"Format" is not quite right, but you may be planning on doing the right things just under a different name. In general, there are TWO operations necessary to prepare a HDD for use. The first is to establish one or more Partitions. This just reserves certain areas of the HDD, each to be used as a completely separate logical drive. It is done by writing the space allocation details to a small table at the start of the disk, along with some other info in the MBR. You could make the entire disk one Partition, or you could make two or more smaller ones. Subsequent to doing this, each partition individually need to be Formatted. This installs on that Partition the File System used to track and control allocation of space from this Partition only to files. Very often the two steps appear combined into one, so people don't differentiate.
However, when your original HDD unit was made part of a RAID array, these two steps were done by the RAID management system. Some of the information placed in the Partition Table and MBR pertained specifically to the RAID structure and are no longer correct. For this reason I suggest you want to be sure that you do not merely re-do the second Format operation. You should Delete all the Partitions that exist on the HDD unit, then Create a new Primary Partition (full disk or less) and Format it (probably using the NTFS File System). If you do not plan to boot from this unit, the Partition you create need not be bootable. If you choose to make the first Partition less than full disk size, you can come back later and create a second Partition in the remaining Unallocated Space and format it, too. All of these tasks can be done in Windows' Disk Management, or by using third part utilities to help and simplify the steps.
I echo Saint19's small concern - what was the original problem?
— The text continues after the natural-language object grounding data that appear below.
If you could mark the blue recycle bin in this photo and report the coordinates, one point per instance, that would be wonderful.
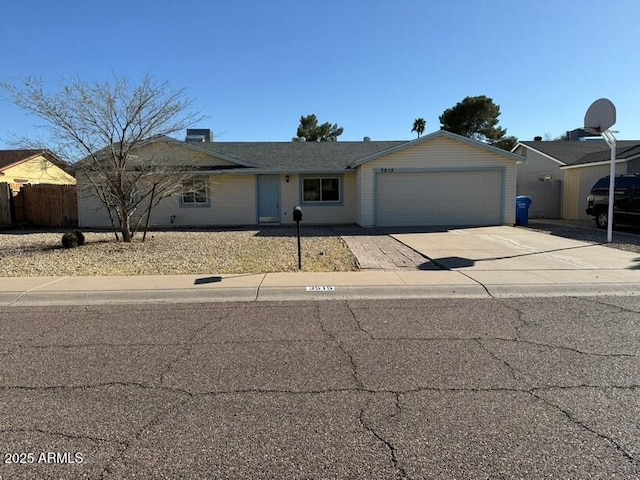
(522, 210)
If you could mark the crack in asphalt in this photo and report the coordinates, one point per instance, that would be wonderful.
(69, 436)
(519, 316)
(126, 444)
(618, 446)
(597, 301)
(355, 319)
(190, 344)
(341, 347)
(400, 472)
(511, 368)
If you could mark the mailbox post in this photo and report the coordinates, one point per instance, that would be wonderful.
(297, 216)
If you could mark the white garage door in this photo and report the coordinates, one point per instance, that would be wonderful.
(439, 198)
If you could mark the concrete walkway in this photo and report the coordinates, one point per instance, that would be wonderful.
(375, 250)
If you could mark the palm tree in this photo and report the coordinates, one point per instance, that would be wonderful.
(418, 126)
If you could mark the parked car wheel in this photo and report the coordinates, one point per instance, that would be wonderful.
(602, 219)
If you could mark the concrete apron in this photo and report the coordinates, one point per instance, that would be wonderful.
(511, 261)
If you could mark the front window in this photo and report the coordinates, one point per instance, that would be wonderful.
(326, 189)
(194, 193)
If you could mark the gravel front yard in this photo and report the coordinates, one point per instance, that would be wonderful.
(587, 232)
(25, 253)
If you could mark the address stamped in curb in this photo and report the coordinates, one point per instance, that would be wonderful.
(321, 288)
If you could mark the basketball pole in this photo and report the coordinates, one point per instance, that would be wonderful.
(600, 117)
(611, 141)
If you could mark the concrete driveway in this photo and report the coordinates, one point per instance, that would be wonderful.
(518, 256)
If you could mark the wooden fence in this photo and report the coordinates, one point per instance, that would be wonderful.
(44, 205)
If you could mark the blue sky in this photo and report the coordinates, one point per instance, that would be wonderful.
(254, 67)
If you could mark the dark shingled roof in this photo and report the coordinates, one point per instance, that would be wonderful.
(298, 156)
(9, 157)
(574, 152)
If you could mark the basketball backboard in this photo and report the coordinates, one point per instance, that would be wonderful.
(600, 116)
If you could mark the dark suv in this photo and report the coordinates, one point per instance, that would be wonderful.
(626, 205)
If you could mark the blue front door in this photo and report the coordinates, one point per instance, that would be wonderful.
(268, 198)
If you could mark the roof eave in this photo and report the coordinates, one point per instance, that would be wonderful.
(436, 134)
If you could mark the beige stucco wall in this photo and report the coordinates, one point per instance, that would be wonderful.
(232, 201)
(314, 213)
(536, 166)
(438, 154)
(577, 185)
(37, 170)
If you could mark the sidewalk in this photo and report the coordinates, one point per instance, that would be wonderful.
(314, 286)
(480, 262)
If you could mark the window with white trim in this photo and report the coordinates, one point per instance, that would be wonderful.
(321, 189)
(194, 193)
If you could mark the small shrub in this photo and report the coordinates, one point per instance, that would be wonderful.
(72, 239)
(79, 236)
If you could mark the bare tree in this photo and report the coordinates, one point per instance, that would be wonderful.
(101, 125)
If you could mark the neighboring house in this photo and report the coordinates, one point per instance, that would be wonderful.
(559, 174)
(438, 179)
(18, 167)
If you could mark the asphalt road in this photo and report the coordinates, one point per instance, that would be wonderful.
(438, 389)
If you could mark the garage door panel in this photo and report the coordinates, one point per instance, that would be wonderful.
(439, 198)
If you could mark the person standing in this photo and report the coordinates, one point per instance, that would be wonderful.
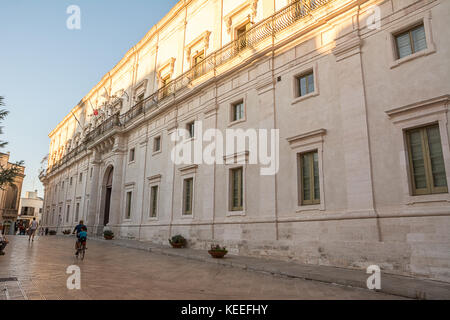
(3, 240)
(33, 227)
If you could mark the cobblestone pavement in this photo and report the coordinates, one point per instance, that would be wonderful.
(37, 270)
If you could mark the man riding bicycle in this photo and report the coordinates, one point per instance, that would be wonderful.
(80, 229)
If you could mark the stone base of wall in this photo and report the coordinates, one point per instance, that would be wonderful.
(417, 246)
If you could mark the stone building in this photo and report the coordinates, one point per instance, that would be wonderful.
(356, 93)
(30, 207)
(10, 196)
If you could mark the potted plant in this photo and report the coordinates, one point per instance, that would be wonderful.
(217, 251)
(178, 241)
(108, 234)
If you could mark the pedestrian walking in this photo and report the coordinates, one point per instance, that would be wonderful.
(3, 240)
(32, 231)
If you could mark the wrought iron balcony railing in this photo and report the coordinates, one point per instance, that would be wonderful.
(253, 37)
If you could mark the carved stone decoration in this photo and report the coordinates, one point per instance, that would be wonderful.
(204, 37)
(249, 5)
(170, 64)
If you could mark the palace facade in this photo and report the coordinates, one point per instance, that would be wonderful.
(358, 91)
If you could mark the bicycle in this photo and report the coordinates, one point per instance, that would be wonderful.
(81, 250)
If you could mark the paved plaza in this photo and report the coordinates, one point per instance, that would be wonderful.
(37, 270)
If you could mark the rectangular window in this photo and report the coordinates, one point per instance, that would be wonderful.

Was it simply data corruption that was resolved by rebuilding the array after the hardware replacement? Or, was there a hardware flaw involved that is unresolved? If you suspect hardware trouble, I strongly suggest you download for free from the WD website their Data Lifegard utility package. If possible, get the version that allows you to burn with it a bootable CD of tools. When you boot from that disk in your optical drive it installs a mini-DOS in RAM completely independent of Windows and allows you to run all its tests on your suspect drive. It can tell you what problems if any are present, and can fix a few. If there are unfixed problems, its info will help you to discuss with WD's Tech Support people what can be done.